Con sentido Critico


Años destilando vida.

Inmaculada Sánchez Ramos

 
Este verano he estado participando en un interesantísimo curso de Paleontología en Teruel, provincia, por cierto, privilegiada en esta cuestión. Es poco conocido el hecho que el mayor dinosaurio encontrado en Europa y, probablemente, el mayor del mundo, haya sido escavado en dicha provincia. Sus restos están expuestos en un espléndido museo del complejo Dinópolis.

Durante estos días, nos pasearon por rincones bellísimos de la geografía turolense; nos mostraron yacimientos de fósiles marinos; nos revelaron los secretos de la conservación de seres vivos en ámbar; nos expusieron las diferentes técnicas de restauración y conservación de fósiles; nos explicaron, en el mismo yacimiento que se había encontrado, cómo se excava un dinosaurio; nos expusieron los nombres y características de las diferentes eras geológicas -Paleozoico, Mesozoico y el Cenozoico-; nos ilustraron en la división del Mesozoico en sus tres periodos bien diferenciados: Triásico, Jurásico y Cretáceo. Vimos cómo se corresponden cada uno de estos periodos con los diferentes estratos y fallas del terreno agreste y escarpado de Teruel. Nos indicaban esta falla es del Jurásico y ésta otra del Cretácico. Aprendimos la correspondencia entre los fósiles y el periodo que estábamos  considerando. Nos presentaron un yacimiento de ignitas.  Observamos una acumulación procedente de corales, a la que días antes hubiéramos nombrado como montaña sin más miramientos. Como verán, vimos y nos enseñaron muchas cosas de los principios de la paleontología.

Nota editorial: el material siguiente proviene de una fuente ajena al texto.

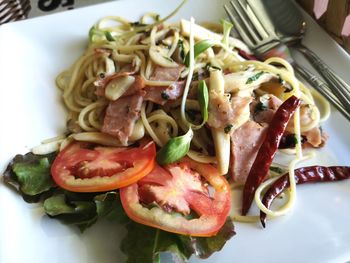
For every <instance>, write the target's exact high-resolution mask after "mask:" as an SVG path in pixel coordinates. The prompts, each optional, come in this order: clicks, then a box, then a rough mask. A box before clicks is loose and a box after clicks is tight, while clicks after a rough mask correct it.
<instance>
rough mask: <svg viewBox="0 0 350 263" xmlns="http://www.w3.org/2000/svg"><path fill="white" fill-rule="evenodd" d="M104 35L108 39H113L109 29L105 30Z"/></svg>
mask: <svg viewBox="0 0 350 263" xmlns="http://www.w3.org/2000/svg"><path fill="white" fill-rule="evenodd" d="M104 33H105V36H106V38H107V40H108V41H115V39H114V37H113V36H112V34H111V32H109V31H105V32H104Z"/></svg>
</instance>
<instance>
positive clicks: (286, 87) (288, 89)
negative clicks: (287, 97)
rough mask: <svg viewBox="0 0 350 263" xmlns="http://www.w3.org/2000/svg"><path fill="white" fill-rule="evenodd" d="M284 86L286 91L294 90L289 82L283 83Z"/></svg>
mask: <svg viewBox="0 0 350 263" xmlns="http://www.w3.org/2000/svg"><path fill="white" fill-rule="evenodd" d="M283 87H284V93H288V92H291V91H292V90H293V88H292V87H291V86H290V85H288V84H285V85H283Z"/></svg>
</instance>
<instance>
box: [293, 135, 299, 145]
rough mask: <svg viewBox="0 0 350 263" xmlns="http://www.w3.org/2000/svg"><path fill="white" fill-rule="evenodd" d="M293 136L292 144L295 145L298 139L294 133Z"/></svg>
mask: <svg viewBox="0 0 350 263" xmlns="http://www.w3.org/2000/svg"><path fill="white" fill-rule="evenodd" d="M293 137H294V144H295V145H297V144H298V141H299V140H298V138H297V136H296V135H295V134H294V136H293Z"/></svg>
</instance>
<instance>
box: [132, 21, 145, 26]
mask: <svg viewBox="0 0 350 263" xmlns="http://www.w3.org/2000/svg"><path fill="white" fill-rule="evenodd" d="M129 25H130V26H147V24H143V23H140V22H139V21H137V22H131V23H129Z"/></svg>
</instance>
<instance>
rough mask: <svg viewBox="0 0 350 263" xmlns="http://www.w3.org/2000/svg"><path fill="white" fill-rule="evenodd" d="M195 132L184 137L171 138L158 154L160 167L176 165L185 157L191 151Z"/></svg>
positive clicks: (187, 134)
mask: <svg viewBox="0 0 350 263" xmlns="http://www.w3.org/2000/svg"><path fill="white" fill-rule="evenodd" d="M192 138H193V131H192V129H191V128H189V130H188V132H187V133H186V134H184V135H182V136H178V137H175V138H171V139H170V140H169V141H168V142H167V143H166V144H165V145H164V146H163V147H162V148H161V149H160V150H159V151H158V153H157V157H156V158H157V162H158V164H160V165H163V164H169V163H174V162H176V161H178V160H180V159H181V158H182V157H184V156H185V155H186V154H187V152H188V151H189V149H190V144H191V140H192Z"/></svg>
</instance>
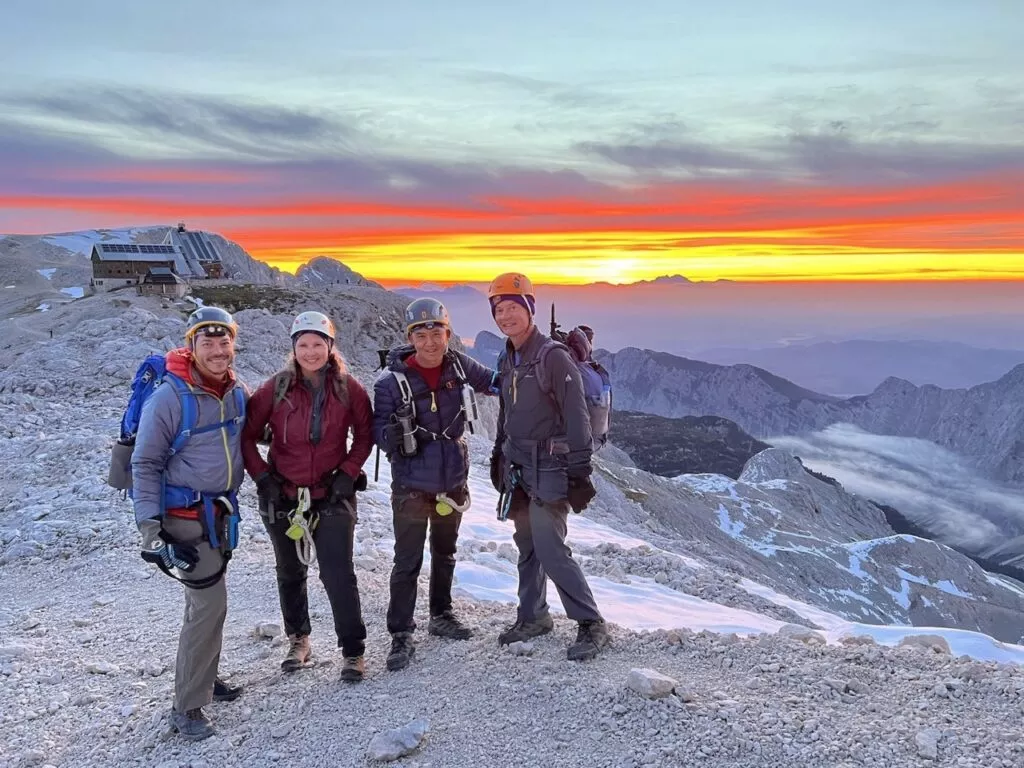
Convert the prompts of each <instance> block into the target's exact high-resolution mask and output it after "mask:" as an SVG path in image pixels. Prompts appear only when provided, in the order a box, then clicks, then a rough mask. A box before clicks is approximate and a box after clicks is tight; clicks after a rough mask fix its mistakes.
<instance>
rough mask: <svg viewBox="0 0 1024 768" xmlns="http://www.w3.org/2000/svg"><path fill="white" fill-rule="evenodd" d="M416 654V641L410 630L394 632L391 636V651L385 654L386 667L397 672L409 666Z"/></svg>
mask: <svg viewBox="0 0 1024 768" xmlns="http://www.w3.org/2000/svg"><path fill="white" fill-rule="evenodd" d="M415 655H416V643H414V642H413V633H412V632H396V633H395V634H394V635H392V636H391V652H390V653H388V654H387V668H388V669H389V670H391V672H397V671H398V670H403V669H406V668H407V667H409V663H410V662H412V660H413V656H415Z"/></svg>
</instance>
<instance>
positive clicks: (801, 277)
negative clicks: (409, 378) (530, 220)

Sin embargo, dentro de todo lo atrayente que iba resultando esa adquisición, pausada y rigurosa, de los conocimientos, con mucho no fue lo más placentero. Realmente, lo más placentero no fue lo que nos enseñaRON sino lo que nos enseñaMOS.

Ahí, en el ámbito donde la vida se cifra en millones de años, como dominado la eternidad, fuimos testigos de la inexorable marca del paso del tiempo sobre los seres vivos, petrificándolos casi sin piedad; fuimos testigos de las arrugas que el tiempo deja en la piel de la tierra; fuimos testigos de lo que oculta las entrañas de nuestro planeta.

Ahí, cuando consideramos nuestra extremadamente cercana aparición en el mundo, fuimos conscientes de nuestra pequeñez. Ahí, cuando consideramos el inmenso número de especies que existen y sobre todo que existieron, fuimos conscientes de nuestra exigüidad.

Ahí, cuando descubrimos con ojos inocentes, como el de los niños, que podemos leer en el libro de la tierra, nos damos cuenta de nuestra grandeza. Ahí, cuando descubrimos con ojos inocentes, como el de los niños, que podemos interpretar las claves de la vida, nos damos cuenta de nuestra superioridad sobre todo lo creado.

Ahí, con un calor sofocante, con la garganta seca y árida, en la compañía y en la soledad del ser, ahí cuando el tiempo va sedimentando vida, descubrimos con el alma humilde que nuestra superioridad sobre todo lo creado es una superioridad delegada.